Liturgically, these verses belong to the Church's official prayer. The Benedicite is prescribed in the Liturgy of the Hours for Sunday Morning Prayer (Office of Readings), meaning that every week the universal Church repeats what the three young men sang in the furnace. This is not coincidental but deeply intentional: the Church understands herself as the community gathered precisely to do what these verses command — to draw all creation into conscious, ordered, worshipful praise of God. The Second Vatican Council's Sacrosanctum Concilium (§83) describes the Liturgy of the Hours as "the prayer of the whole people of God," a participation in Christ's own unceasing intercession and praise.
Theologically, this passage reflects what Laudato Si' (§85–86) calls the "universal communion" of creation — the conviction that all creatures are related to one another and oriented toward God. Pope Francis explicitly invokes the Canticle tradition (that of St. Francis, but rooted in the Benedicite) to argue that creation is not silent raw material but a community of praise. The Catechism affirms that creation "was fashioned to show forth the glory of God" (CCC §293) and that the visible world is a kind of first proclamation of divine glory.

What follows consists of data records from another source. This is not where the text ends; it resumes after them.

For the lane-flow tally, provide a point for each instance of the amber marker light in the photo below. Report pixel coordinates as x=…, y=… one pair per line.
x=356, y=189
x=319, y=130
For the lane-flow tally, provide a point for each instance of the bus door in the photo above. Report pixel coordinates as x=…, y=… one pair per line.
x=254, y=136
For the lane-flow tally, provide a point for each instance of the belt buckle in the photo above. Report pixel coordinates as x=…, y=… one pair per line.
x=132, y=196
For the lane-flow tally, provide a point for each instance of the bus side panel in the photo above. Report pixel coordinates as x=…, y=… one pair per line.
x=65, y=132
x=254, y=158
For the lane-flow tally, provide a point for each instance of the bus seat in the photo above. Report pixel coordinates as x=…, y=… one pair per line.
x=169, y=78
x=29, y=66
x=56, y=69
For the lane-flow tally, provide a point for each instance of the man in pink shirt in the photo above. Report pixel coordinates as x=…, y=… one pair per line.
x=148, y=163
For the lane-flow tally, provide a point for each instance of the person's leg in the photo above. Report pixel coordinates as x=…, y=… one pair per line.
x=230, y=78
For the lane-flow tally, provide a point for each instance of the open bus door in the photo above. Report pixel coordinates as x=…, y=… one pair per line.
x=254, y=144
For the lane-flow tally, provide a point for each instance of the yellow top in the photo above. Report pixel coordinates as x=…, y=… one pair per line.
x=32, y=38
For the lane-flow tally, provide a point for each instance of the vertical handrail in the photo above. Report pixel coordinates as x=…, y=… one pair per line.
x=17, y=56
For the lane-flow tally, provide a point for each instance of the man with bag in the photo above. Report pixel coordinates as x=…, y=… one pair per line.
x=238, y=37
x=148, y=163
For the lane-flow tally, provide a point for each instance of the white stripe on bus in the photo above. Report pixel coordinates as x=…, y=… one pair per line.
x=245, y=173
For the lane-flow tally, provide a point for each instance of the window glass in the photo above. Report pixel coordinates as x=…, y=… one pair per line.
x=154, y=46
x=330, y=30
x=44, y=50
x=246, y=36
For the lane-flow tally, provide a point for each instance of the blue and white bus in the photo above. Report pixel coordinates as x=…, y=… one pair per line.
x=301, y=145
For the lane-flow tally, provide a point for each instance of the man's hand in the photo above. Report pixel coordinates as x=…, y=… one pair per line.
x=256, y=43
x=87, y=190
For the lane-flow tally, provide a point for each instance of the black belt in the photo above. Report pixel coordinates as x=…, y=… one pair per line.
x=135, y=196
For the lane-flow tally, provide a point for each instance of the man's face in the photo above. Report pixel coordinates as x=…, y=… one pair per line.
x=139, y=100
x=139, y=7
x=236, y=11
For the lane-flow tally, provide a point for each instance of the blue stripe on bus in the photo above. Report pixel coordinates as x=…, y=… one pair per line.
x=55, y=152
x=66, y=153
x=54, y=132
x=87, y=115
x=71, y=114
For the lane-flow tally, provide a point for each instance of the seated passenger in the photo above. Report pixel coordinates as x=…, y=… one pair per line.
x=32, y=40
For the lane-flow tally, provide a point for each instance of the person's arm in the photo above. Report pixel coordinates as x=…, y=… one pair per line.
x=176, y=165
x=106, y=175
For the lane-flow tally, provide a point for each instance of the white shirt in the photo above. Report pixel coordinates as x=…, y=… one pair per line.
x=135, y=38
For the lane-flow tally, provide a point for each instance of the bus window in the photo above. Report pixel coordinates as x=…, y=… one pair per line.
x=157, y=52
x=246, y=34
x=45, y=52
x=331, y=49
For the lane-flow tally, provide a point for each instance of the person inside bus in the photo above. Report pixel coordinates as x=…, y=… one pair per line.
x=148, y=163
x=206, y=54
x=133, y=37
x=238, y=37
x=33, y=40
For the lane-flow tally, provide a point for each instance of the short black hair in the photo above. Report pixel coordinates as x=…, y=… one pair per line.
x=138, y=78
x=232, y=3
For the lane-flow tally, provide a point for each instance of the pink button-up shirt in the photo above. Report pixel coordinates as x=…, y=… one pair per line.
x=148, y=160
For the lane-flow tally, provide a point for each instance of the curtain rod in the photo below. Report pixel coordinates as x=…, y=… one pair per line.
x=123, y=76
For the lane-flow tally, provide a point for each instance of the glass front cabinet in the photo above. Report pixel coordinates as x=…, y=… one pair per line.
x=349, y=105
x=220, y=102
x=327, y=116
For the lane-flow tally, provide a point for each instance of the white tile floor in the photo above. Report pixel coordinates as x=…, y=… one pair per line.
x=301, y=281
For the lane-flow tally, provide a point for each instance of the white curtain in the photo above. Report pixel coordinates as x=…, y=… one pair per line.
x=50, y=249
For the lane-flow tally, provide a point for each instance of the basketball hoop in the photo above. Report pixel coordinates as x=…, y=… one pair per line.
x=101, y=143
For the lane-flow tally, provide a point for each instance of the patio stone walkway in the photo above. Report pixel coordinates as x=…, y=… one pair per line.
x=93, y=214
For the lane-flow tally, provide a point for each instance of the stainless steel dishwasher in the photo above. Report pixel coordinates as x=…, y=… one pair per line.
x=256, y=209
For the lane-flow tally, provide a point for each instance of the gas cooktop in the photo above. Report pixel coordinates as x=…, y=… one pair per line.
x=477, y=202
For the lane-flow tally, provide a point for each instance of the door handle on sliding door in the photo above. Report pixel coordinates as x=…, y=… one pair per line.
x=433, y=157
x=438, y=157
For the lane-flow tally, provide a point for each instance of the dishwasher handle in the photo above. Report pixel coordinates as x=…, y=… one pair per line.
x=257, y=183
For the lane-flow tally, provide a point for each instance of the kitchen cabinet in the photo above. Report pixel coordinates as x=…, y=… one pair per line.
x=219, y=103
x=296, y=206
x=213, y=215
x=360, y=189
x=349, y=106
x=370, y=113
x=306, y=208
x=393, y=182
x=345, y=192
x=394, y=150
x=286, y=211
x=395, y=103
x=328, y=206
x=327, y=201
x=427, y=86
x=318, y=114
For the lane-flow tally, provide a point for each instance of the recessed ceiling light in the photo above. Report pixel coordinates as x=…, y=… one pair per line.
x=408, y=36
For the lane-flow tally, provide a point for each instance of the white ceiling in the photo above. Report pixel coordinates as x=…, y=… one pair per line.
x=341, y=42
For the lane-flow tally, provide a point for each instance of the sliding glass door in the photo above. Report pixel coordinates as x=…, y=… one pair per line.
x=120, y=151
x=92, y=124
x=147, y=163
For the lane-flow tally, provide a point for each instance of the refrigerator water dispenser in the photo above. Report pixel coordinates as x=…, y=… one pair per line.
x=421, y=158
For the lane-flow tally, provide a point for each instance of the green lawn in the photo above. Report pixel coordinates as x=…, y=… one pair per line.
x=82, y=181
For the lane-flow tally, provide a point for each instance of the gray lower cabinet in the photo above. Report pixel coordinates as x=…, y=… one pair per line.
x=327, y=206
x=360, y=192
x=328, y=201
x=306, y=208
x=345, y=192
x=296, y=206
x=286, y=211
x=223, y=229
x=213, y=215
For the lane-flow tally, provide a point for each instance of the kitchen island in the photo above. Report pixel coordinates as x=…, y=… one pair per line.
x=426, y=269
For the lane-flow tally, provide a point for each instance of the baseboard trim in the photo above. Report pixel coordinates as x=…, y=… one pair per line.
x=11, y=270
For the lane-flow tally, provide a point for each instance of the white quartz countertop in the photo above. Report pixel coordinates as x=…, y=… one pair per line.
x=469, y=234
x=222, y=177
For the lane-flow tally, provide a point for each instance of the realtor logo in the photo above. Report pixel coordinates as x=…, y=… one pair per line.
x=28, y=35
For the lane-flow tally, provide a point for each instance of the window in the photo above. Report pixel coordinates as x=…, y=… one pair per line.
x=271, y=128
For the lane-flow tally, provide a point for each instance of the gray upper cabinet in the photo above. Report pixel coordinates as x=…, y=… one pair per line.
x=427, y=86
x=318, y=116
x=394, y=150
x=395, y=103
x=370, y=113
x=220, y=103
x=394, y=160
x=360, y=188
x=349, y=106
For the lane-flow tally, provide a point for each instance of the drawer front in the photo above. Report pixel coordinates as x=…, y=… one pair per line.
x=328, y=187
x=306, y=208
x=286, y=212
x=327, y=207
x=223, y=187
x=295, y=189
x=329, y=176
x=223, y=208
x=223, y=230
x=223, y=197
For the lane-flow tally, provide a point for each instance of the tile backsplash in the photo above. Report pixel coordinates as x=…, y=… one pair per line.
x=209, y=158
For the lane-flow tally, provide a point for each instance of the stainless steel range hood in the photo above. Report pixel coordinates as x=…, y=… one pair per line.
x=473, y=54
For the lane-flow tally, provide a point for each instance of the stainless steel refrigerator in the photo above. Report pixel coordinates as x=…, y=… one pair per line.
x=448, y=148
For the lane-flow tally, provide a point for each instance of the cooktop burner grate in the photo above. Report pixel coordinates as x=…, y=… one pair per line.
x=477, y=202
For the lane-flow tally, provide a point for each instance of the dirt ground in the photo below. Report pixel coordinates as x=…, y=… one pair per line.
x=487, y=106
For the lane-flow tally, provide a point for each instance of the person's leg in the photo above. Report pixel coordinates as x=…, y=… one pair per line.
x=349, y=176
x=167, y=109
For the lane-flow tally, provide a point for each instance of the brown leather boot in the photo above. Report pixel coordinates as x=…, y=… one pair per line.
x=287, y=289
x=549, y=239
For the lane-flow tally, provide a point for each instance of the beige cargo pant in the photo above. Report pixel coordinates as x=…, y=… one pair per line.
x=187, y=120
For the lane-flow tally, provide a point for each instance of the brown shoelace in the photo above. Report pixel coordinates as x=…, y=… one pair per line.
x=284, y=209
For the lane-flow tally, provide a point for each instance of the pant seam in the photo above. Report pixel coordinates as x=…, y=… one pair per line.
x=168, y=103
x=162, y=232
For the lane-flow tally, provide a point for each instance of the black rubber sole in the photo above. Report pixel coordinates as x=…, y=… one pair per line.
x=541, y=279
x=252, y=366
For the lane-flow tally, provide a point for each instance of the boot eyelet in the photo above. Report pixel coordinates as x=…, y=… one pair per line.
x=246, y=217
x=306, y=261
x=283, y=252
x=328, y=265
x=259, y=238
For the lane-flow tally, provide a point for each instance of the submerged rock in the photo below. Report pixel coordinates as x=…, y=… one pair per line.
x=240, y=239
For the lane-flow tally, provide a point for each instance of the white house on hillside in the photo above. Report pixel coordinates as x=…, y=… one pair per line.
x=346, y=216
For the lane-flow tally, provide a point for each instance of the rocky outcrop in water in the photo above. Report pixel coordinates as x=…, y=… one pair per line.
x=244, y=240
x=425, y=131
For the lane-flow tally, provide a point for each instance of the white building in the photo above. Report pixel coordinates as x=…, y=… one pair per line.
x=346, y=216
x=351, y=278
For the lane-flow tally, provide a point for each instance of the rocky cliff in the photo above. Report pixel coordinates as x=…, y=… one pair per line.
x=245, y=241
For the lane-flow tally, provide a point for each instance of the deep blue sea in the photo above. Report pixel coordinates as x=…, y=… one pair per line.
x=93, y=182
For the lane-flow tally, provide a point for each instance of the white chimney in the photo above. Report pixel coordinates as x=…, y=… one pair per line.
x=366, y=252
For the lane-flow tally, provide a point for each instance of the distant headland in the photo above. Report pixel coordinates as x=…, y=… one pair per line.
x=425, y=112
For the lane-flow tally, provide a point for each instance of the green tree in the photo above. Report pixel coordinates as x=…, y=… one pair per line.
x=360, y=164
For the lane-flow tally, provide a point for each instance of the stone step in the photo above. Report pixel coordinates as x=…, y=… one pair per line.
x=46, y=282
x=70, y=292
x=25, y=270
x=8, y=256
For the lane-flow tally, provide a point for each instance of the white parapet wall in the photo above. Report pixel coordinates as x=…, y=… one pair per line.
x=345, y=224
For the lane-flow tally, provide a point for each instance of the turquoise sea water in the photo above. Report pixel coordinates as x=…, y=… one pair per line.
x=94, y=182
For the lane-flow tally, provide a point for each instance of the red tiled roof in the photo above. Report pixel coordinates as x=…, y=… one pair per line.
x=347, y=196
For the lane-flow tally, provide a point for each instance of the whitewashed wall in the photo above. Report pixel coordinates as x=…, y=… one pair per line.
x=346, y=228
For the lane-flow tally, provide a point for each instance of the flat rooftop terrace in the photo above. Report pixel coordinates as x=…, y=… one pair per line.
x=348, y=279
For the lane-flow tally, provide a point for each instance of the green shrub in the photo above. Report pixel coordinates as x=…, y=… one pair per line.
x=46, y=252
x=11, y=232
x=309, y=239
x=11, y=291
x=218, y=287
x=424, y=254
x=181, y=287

The Church Fathers, particularly Origen and St. Ambrose, read the three men in the furnace as a type of the Church in the world: surrounded by the fires of persecution, temptation, and suffering, yet capable of transforming those very flames into an occasion for cosmic praise. The furnace becomes an altar; the suffering becomes liturgy.
Contemporary Catholics often experience worship as a private, interior, even purely cognitive act. The Benedicite confronts this individualism head-on. These verses call the Catholic to recover a sense of cosmic worship — the awareness that when we pray the Liturgy of the Hours, attend Mass, or even pause to give thanks before a meal, we are not worshipping alone. We join the sun and moon, the angels, the winds, and the rain in a chorus that never stops.
Practically, this passage invites a concrete discipline: praying outdoors or with windows open, deliberately noticing weather, sky, and light as fellow worshippers rather than mere backdrop. St. Francis practiced exactly this, and behind his Canticle of Creatures stands the Benedicite. When you feel spiritually dry or your prayer feels thin, this canticle offers a remedy — not by manufacturing emotion, but by enlarging the congregation. You are not alone in the furnace. The heavens, the angels, the stars, and the dew are all around you, already praising. Your voice joins theirs.
Verse 64 — "O you stars of heaven, bless the Lord!" Stars in Scripture are often associated with angels (cf. Job 38:7; Rev 1:20) and with the vast multitude of God's covenant people (Gen 15:5). Their praise is the praise of the numberless and the distant — those portions of creation that dwarf human comprehension yet remain utterly subordinate to the Creator.
Verse 65 — "O every shower and dew, bless the Lord!" The descent from cosmic bodies to weather phenomena is intentional. The canticle moves from the remote and the grand toward the intimate and the local — from stars to rain touching human skin. Dew in Scripture is a potent image of divine blessing and refreshment (Ps 133:3; Hos 14:5), and the Fathers saw in dew a type of the Holy Spirit's gentle, life-giving descent. That the three men invoke dew while standing in a furnace of fire carries extraordinary irony and power: they call upon the very water of heaven's mercy while surrounded by consuming flame.
Verse 66 — "O all you winds, bless the Lord!" Wind (pneuma in Greek, ruach in Hebrew) is among Scripture's most theologically charged images — the breath of God that hovered over the waters at creation (Gen 1:2), the wind that parted the Red Sea, the rushing wind of Pentecost (Acts 2:2). By calling the winds to praise, the canticle implicitly recalls every moment when God's breath has moved through history. The winds obey God (Ps 148:8; Mark 4:41), and their praise is the praise of power held in sovereign submission.